Qt5 KDE Add -no-sse2 -no-sse3 -no-ssse3 -no-sse4.1 -no-sse4.2 -no-avx -no-avx2 -no-avx512 to configure switches SLKCFLAGS="-O3 -march=athlon-tbird"
SDL2 Games, DOSBox-X, ffplay Add --disable-mmx --disable-3dnow --disable-sse --disable-ssemath --disable-sse2 --disable-sse3 to configure switches --enable-mmx --enable-3dnow and SLKCFLAGS="-O3 -march=athlon-tbird"
Rust Emacs (indirectly) Set ARCH=i586 and add docs = false in the [build] section of the build configuration Not applicable It's a blivet.  Disabling docs avoids a stupid FTB.
Librsvg Emacs Rebuild after replacing Rust Not applicable SSE2 contamination from Rust
OpenCV GStreamer Add -DCPU_BASELINE= -DCPU_DISPATCH= to cmake switches SLKCFLAGS="-O3 -march=athlon-tbird" After replacing OpenAL and OpenCV, wipe out ~/.cache/gstreamer-1.0 and run gst-inpect-1.0 to rescan plugins

Here are corresponding patches for the SlackBuilds (i586 not T-Bird).

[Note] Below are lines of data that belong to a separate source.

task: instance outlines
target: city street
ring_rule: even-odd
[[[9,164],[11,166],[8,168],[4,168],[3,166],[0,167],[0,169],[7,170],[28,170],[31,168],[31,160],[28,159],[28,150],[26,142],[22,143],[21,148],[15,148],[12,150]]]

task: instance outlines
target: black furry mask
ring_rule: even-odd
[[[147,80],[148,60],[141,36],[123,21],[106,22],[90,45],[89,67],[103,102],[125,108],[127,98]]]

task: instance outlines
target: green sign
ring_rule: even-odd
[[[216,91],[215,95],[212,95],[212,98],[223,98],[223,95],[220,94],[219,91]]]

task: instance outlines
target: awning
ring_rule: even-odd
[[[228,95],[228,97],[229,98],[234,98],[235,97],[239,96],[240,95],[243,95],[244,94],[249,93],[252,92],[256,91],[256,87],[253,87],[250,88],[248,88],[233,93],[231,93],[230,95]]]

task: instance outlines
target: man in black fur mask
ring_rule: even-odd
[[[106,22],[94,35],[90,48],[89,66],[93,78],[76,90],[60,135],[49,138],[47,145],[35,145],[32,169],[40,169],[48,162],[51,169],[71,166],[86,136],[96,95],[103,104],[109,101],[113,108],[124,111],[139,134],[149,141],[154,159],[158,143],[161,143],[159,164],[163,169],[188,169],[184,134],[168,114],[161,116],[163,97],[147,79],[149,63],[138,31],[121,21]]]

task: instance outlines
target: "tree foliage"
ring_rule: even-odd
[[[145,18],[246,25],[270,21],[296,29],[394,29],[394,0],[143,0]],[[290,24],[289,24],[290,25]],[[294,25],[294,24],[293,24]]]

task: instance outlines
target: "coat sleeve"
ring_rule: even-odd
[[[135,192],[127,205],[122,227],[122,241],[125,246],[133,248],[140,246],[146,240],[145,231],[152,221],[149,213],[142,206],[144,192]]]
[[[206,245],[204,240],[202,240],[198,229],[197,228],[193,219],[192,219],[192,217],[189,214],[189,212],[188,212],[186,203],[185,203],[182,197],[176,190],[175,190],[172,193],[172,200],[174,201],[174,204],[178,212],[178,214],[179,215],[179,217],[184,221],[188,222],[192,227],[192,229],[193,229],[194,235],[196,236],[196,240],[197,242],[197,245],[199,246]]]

Bonus:  Proving that it was SSE

When rustc crashed, the kernel logged this at level info:

Jan 22 20:37:29 abit kernel: traps: rustc[1642] trap invalid opcode ip:b36e4400 sp:bfe36230 error:0 in[b3639000+1bf000]

Retrieve the offending instruction:

bash-5.1$ printf "%x\n" $((0xb36e4400 - 0xb3639000))
bash-5.1$ objdump -d /usr/lib/ | fgrep ab400
   ab400:       0f 57 c0                xorps  %xmm0,%xmm0

XORPS is an SSE instruction and XMM0 is an SSE register.